I am having trouble deriving the correct answer for this problem. I am trying to find the limit of the following problem:
$$\lim _{(x,y) \rightarrow (0,0)} \frac{-3xy}{3x^2+y^2}$$
Here is my work:
$$\frac {-3xy}{3x^2+y^2}= \frac{(-3x)(mx)}{(3x^2+(mx)^2)} = \frac{-3mx^2}{(x^2(3+m^2))} = \frac{-3m}{(3+m^2)} = \frac{-3}{(3+m)}$$
I keep getting that the limit DNE because it is dependent on m, but that is not the correct answer for some reason? Any help would be great, thanks!

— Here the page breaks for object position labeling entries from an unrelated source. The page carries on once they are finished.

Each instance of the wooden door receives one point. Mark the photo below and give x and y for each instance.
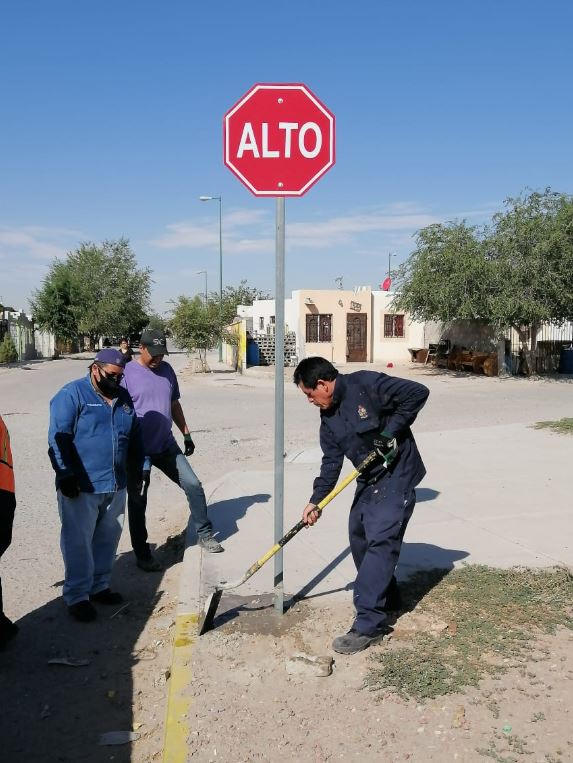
(356, 338)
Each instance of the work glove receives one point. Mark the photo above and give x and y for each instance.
(144, 481)
(69, 487)
(386, 447)
(189, 445)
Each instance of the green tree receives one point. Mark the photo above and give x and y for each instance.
(96, 290)
(531, 249)
(52, 305)
(156, 321)
(514, 273)
(447, 275)
(236, 295)
(8, 352)
(196, 327)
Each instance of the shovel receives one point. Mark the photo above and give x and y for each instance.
(207, 618)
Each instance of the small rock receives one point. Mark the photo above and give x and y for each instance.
(309, 665)
(459, 717)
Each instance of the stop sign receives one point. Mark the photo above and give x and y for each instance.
(278, 139)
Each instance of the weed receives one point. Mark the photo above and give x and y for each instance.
(537, 717)
(497, 613)
(563, 426)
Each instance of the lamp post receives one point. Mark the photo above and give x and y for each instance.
(390, 255)
(204, 273)
(219, 199)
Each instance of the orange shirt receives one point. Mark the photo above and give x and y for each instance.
(6, 464)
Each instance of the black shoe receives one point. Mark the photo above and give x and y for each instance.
(8, 630)
(148, 564)
(83, 611)
(353, 641)
(106, 597)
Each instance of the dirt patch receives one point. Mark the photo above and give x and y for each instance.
(247, 707)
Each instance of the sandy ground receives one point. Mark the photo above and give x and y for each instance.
(246, 707)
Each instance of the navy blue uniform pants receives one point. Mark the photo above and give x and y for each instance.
(377, 523)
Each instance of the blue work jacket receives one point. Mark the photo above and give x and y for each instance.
(93, 440)
(366, 403)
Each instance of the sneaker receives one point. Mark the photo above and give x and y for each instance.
(8, 630)
(149, 564)
(83, 611)
(353, 642)
(107, 596)
(209, 543)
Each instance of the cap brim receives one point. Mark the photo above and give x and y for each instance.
(154, 350)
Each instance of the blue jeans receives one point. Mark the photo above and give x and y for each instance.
(174, 465)
(378, 520)
(91, 529)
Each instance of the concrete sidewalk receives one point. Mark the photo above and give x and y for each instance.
(497, 496)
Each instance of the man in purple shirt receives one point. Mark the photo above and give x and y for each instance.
(153, 387)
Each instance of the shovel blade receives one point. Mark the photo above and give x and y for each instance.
(207, 618)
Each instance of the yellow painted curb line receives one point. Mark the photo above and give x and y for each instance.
(178, 723)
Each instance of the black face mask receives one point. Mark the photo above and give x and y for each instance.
(108, 385)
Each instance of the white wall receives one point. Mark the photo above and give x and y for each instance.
(265, 308)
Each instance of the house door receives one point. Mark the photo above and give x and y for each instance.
(355, 338)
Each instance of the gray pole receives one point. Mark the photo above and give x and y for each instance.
(279, 398)
(220, 270)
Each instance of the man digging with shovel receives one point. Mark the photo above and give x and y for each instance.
(359, 413)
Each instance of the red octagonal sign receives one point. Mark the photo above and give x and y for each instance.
(278, 140)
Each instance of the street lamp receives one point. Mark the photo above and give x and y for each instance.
(219, 199)
(204, 273)
(390, 254)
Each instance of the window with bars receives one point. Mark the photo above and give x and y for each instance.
(319, 328)
(393, 326)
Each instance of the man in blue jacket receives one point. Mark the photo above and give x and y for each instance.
(359, 413)
(93, 436)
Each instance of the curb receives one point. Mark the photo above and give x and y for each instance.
(178, 716)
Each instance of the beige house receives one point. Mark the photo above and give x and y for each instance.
(342, 325)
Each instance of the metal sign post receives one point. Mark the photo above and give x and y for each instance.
(278, 140)
(279, 398)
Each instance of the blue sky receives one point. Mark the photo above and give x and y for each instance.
(111, 125)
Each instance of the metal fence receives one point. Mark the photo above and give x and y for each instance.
(551, 339)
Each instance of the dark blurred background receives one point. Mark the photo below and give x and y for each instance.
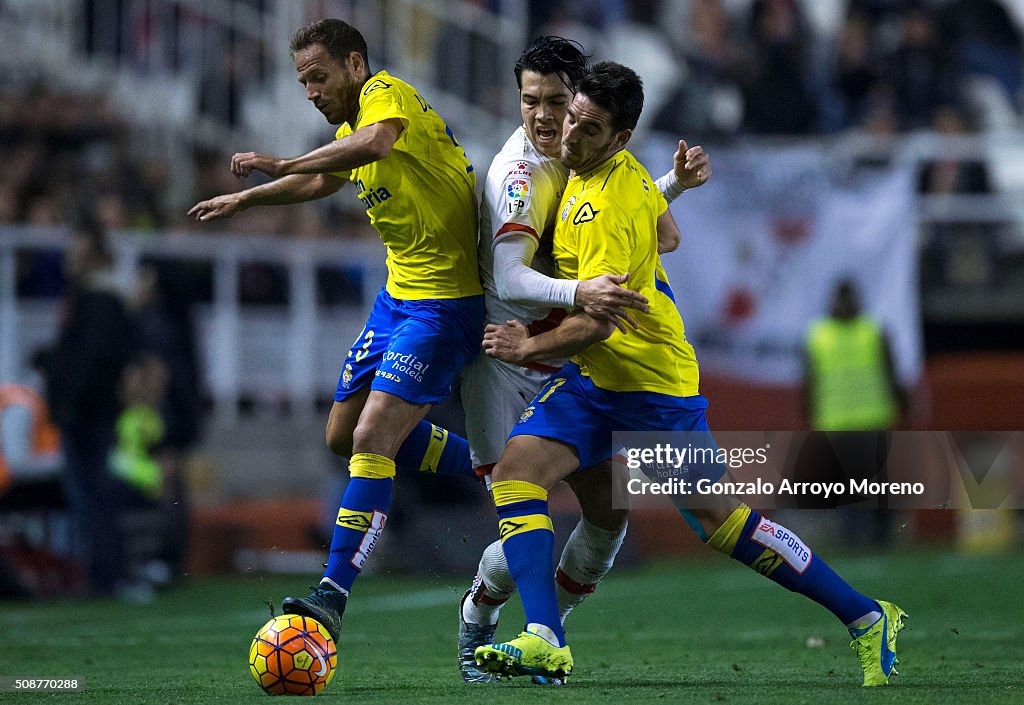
(872, 141)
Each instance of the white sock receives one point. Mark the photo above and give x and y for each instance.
(588, 556)
(492, 586)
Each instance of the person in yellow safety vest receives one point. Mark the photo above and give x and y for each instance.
(29, 442)
(850, 381)
(853, 400)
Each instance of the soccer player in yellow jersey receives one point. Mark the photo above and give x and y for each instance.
(645, 379)
(418, 189)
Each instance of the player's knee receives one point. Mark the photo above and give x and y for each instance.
(606, 517)
(504, 470)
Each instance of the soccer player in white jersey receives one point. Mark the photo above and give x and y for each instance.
(517, 215)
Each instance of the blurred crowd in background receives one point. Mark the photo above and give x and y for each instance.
(715, 70)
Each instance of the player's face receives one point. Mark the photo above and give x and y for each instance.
(588, 135)
(332, 87)
(543, 100)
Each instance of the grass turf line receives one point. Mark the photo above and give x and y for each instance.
(696, 631)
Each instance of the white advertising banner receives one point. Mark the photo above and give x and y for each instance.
(764, 244)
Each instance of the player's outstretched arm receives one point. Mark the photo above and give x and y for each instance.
(603, 297)
(512, 343)
(297, 189)
(690, 168)
(367, 144)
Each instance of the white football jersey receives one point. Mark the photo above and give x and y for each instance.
(520, 195)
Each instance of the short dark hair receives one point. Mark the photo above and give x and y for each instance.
(563, 57)
(339, 38)
(616, 89)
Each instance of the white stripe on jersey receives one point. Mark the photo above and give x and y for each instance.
(520, 194)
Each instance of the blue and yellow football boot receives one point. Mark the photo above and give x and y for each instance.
(525, 655)
(876, 646)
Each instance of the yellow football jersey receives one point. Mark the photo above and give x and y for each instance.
(421, 198)
(607, 224)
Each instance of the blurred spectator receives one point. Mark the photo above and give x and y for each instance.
(850, 378)
(852, 395)
(956, 253)
(985, 41)
(167, 293)
(581, 22)
(921, 73)
(83, 374)
(775, 89)
(30, 451)
(30, 444)
(641, 43)
(708, 101)
(856, 75)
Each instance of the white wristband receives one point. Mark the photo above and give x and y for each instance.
(670, 187)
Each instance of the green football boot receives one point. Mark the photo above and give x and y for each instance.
(525, 655)
(876, 646)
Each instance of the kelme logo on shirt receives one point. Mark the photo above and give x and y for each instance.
(585, 214)
(518, 189)
(374, 85)
(568, 207)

Using polar substitution your limit becomes
$$\lim _{r \to 0} \frac{-3}{2}\frac{r^2\sin(2\theta)}{3r^2\cos^2(\theta)+r^2\sin^2(\theta)}$$
Clearly we can factor out $r^2$ to get
$$\lim _{r \to 0} \frac{-3}{2}\frac{\sin(2\theta)}{3\cos^2(\theta)+\sin^2(\theta)}$$
We now see that the limit does not depend on $r$ at all in the sense that it is indeterminent; we can make it anything by changing $\theta$. You are definitely right in that the limit is path dependent.
Try the path $x=y$ to the origin. Then try the $x$ axis as a path.
If we try the x=y path we are asking for $\lim_{x=0}\frac{-3x^2}{4x^2}=-\frac{3}{4}.$
If we try the x-axis path (set y=0) we get 0 obviously.
So you are right that the limit is indeterminate.
Tracing along different paths gives difference limits, and thus the limit cannot be determined.